The coupling unit 140 of the vehicle body 100 is provided on the base body 141 coupled to the upper surface of the deck 110 and the base body 141, as shown in FIG. 4 , in FIG. 3 . As shown in, it includes a coupling body 142 that is inserted into the coupling body coupling portion 211 provided on the base frame 210.

On the outer wall of the base body 141 in this embodiment, as shown in FIGS. 4 and 5 , a flange 141a is provided, and the flange 141a may be supported on the upper surface of the deck 110 . . In this embodiment, the flange 141a may be welded or bolted to the deck 110 .

In this embodiment, the coupling body 142, as shown in the enlarged view of Figure 4, may be provided in multi-layer, for example, three layers. In this case, the uppermost region may have a trapezoidal cross-sectional shape, and the two regions disposed below the uppermost region may have a rectangular cross-sectional shape, and may be provided with a width increasing from the uppermost region to the lower region. In this case, the coupling body 142 is inserted into the coupling body coupling part 211 in multiple layers to facilitate its detachment, and since it is supported by the coupling body coupling part 211 in multiple layers, the coupled state can be stably maintained.

In addition, in this embodiment, the coupling body 142 is provided in three layers, the width of the lowermost region is the narrowest, the middle region positioned on the upper part has the widest width, and the uppermost region positioned on the upper part of the middle region has the next width. It may have a wide but trapezoidal shape in cross-section.

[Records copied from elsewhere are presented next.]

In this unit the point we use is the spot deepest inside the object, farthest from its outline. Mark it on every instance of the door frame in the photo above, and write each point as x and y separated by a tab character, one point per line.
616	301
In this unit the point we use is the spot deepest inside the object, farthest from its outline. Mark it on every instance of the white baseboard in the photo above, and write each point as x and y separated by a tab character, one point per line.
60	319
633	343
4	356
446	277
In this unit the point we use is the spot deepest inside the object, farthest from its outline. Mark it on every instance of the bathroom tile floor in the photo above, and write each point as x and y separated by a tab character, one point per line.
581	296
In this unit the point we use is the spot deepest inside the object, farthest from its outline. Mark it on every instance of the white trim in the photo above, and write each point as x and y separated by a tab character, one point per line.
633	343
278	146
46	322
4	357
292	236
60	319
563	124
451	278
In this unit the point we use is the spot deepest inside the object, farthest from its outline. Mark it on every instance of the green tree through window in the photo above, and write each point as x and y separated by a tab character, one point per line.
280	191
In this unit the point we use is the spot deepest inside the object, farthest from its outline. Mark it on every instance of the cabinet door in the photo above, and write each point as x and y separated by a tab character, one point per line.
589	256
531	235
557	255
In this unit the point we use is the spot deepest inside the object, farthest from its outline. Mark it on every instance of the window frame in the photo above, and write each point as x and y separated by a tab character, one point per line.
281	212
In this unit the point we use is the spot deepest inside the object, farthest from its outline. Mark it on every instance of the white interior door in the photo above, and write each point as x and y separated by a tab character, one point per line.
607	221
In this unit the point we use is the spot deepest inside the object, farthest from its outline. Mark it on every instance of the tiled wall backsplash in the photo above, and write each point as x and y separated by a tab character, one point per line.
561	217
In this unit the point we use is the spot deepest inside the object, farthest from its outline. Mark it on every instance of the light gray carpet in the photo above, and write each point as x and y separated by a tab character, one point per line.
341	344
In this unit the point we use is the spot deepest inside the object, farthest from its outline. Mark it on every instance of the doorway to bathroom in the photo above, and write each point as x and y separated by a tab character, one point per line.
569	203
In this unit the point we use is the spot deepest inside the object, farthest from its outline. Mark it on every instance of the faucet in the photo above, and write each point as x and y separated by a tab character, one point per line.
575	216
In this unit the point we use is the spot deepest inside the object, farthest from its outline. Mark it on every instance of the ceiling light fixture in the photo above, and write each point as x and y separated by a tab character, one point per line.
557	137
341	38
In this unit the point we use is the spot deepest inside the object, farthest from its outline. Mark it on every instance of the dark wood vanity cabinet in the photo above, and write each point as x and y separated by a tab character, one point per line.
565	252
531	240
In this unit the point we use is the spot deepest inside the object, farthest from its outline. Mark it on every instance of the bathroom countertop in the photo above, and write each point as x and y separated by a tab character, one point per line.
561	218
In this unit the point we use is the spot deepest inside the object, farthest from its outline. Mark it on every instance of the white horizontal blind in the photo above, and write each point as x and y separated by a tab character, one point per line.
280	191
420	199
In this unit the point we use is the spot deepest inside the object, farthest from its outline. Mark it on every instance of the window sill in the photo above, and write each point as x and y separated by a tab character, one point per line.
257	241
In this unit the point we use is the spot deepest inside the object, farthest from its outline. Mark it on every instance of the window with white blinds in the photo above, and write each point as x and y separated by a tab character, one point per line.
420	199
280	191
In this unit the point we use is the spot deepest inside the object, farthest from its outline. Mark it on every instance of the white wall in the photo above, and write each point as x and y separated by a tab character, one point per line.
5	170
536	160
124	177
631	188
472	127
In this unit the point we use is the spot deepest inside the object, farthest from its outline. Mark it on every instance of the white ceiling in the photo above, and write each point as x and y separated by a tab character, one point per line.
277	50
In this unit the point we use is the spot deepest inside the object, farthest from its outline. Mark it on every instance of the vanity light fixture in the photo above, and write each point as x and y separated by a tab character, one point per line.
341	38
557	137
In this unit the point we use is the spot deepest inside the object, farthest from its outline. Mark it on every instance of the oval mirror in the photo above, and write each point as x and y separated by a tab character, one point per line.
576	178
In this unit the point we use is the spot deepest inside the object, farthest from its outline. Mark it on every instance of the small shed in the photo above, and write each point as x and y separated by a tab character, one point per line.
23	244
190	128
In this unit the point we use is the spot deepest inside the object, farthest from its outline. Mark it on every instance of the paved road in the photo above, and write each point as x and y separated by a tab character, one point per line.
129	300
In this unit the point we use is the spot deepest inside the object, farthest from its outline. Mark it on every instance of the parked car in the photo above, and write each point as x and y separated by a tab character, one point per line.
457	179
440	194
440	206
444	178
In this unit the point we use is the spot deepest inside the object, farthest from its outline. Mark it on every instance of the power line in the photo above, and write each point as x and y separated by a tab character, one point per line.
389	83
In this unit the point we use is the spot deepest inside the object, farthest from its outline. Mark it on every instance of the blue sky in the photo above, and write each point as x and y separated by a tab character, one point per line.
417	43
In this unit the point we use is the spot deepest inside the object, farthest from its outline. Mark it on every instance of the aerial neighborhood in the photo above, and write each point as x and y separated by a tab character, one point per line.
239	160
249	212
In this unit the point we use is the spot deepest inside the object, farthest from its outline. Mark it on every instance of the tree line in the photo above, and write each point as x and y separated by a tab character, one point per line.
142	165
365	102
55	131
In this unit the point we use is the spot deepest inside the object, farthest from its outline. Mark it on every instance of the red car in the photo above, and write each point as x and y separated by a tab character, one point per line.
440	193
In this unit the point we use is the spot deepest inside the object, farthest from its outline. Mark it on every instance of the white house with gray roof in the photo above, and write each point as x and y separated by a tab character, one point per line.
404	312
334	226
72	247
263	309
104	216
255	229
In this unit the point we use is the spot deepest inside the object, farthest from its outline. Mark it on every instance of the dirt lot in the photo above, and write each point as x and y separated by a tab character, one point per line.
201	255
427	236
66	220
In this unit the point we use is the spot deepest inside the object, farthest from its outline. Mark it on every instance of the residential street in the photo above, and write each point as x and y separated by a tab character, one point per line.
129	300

And in this embodiment, the coupling unit 140, as shown in Figure 5, each provided at the edge of the deck 110, a total of four may be provided.

As shown in FIG. 1 , the desalination unit 200 is provided on the vehicle body 100 and moved together with the vehicle body 100 to secure mobility, and seawater desalination can be performed immediately after parking. In addition, in this embodiment, the desalination unit 200 can be miniaturized so that it can be detached from the vehicle body 100, and each configuration of the desalination unit 200 is modularized, so that even non-experts can easily replace the defective part. can be obtained

In this embodiment, the desalination unit 200 is provided in the base frame 210 and the base frame 210 provided on the deck 110 of the vehicle body 100, as shown in FIG. A first filter unit 220 for filtering foreign substances, a storage tank 230 provided in the base frame 210 and storing seawater filtered by the first filter unit 220 is stored in the base frame 210 The second filter unit 240 for removing salt in the seawater supplied from the tank 230 and the seawater stored in the storage tank 230 provided in a line connecting the storage tank 230 and the second filter unit 240 . A high-pressure pump 250 for pumping the to the second filter unit 240, a submersible pump 260 provided in a seawater source to supply seawater to the first filter unit 220, a storage tank 230 and a high-pressure pump ( 250) and a booster pump 270 for supplying seawater stored in the storage tank 230 to the high-pressure pump 250, and a line connecting the storage tank 230 and the first filter unit 220 A backwash pump 280 provided in the storage tank 230 to supply seawater stored in the storage tank 230 to the first filter unit 220 , and a chemical provided in the base frame 210 to the first filter unit 220 and the second filter unit 240 . ) includes a drug injection unit 290 to supply.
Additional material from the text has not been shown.